We see three main discrepancies in the existing data.

{\bf Discrepancy 1}.


There is
discrepancy between the average value of $s_l^2$ extracted from the
pure leptonic measurements and its value from events with hadrons
in final state \cite{3}:
\begin{eqnarray}
 & s_l^2 \nonumber \\
 {\rm Leptons} & 0.23113(21) \nonumber \\
 {\rm Hadrons} & 0.23230(29)
\label{1}
\end{eqnarray}
This 3.3 $\sigma$ difference is one of the causes of poor quality of
the SM fit.

The value of hadronic contribution to $s_l^2$ in (\ref{1})
is dominated by very
small uncertainty of  the forward-backward asymmetry
in reaction ~~ $e^+ e^-\to Z\to b\bar b$, measured at LEP
\begin{equation}
(A_{FB}^b)_{\rm exp} = 0.0990(17)
\label{2}
\end{equation}

{\bf Discrepancy 2}.

 There is discrepancy (indirect) between
this LEP result and SLC data.
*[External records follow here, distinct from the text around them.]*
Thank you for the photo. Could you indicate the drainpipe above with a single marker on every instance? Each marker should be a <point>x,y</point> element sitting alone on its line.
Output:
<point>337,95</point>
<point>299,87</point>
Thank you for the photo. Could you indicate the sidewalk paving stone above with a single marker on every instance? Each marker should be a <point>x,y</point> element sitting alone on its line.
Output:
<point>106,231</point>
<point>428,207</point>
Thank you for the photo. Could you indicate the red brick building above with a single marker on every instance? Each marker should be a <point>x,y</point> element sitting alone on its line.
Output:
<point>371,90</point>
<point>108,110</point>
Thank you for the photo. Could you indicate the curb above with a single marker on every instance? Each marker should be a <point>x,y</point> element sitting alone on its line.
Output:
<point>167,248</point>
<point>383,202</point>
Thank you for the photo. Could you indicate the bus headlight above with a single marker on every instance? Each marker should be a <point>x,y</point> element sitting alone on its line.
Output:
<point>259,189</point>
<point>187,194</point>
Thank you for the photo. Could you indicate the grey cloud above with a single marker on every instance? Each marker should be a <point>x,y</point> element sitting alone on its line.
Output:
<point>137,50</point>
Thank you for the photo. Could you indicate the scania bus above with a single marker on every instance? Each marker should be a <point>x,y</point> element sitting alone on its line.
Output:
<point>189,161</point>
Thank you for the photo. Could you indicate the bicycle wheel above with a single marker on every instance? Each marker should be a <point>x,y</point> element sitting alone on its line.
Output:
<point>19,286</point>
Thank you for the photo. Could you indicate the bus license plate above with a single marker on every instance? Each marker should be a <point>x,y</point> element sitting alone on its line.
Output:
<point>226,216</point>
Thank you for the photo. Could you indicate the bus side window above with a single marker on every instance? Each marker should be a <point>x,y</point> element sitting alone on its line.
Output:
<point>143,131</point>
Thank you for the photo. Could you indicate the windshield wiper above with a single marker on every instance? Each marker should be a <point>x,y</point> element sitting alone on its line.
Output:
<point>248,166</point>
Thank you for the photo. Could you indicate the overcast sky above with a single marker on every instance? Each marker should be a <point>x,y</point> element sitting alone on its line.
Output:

Indeed the value of $A_{FB}^b$
can be calculated by multiplying  beauty asymmetry
$A_b$ and leptonic asymmetry $A_l$ (both measured at SLAC). Then
\begin{equation}
A_{FB}^b = \frac{3}{4} A_b A_l = 0.1038(25) . \label{3}
\end{equation}
The number (\ref{3}) differs from (\ref{2}). Thus
 there is contradiction between LEP and SLC experimental
data.
Moreover SLC number nicely  coincides
with the SM fit: $(A_{FB}^b)_{SM} = 0.1040(8)$ (see e.g. Table 1 from  \cite{3a}).


{\bf Discrepancy 3}.

A new result for
$s_W^2(\nu N)$ and hence for $m_W(\nu N)$ was published by NuTeV
collaboration \cite{11b}:
\begin{equation}
s_W^2(\nu N) = 0.2277(17) \;\; ,
m_W(\nu N) = 80.140(80) \;\; .
\label{4}
\end{equation}
The new value of $m_W(\nu N)$ differs from $m_W$ measured at LEP
II and previously at Tevatron by 3.7 $\sigma$. With new NuTev result we get for the SM fit:
\begin{equation}
m_H = 86^{+51}_{-32} \; {\rm GeV} \;\; ,
\chi^2/n_{d.o.f.} = 30.3/13 .
\label{5}
\end{equation}


 At that moment one can stop and wait for the better data that do not
contradict each other. We are not going to do that, we are going to
proceed with our analisis.

As a guide we take {\bf Lev Landau} advice to young theorists.
According to folklore it sounds like that:

{\bf "Look at the data and multiply experimental errors by factor 3"}



In general case this advice seems too radical.
But in the contradictory situation it seems reasonable to disregard some of the data
to understand their relative contribution into trouble.
The previous consideration demonstrates that the accuracy of $A_{FB}^b $  and new NuTeV data
are under suspicion.
Thus at that point we assume (following Chanowitz \cite{Ch}) that $A_{FB}^b$
has larger uncertainty than given in Eq. (\ref{2}).
If we multiply experimental
uncertainties of $A_{FB}^b$ and $A_{FB}^c$ (which are strongly
correlated) by a factor 10 and do the same with new NuTeV data, the quality of SM fit improves
drastically: $\chi^2/n_{d.o.f.}$ shifts from 23.8/13 to
10.9/13.
(Landau factor 3
leads to a more or less the same result).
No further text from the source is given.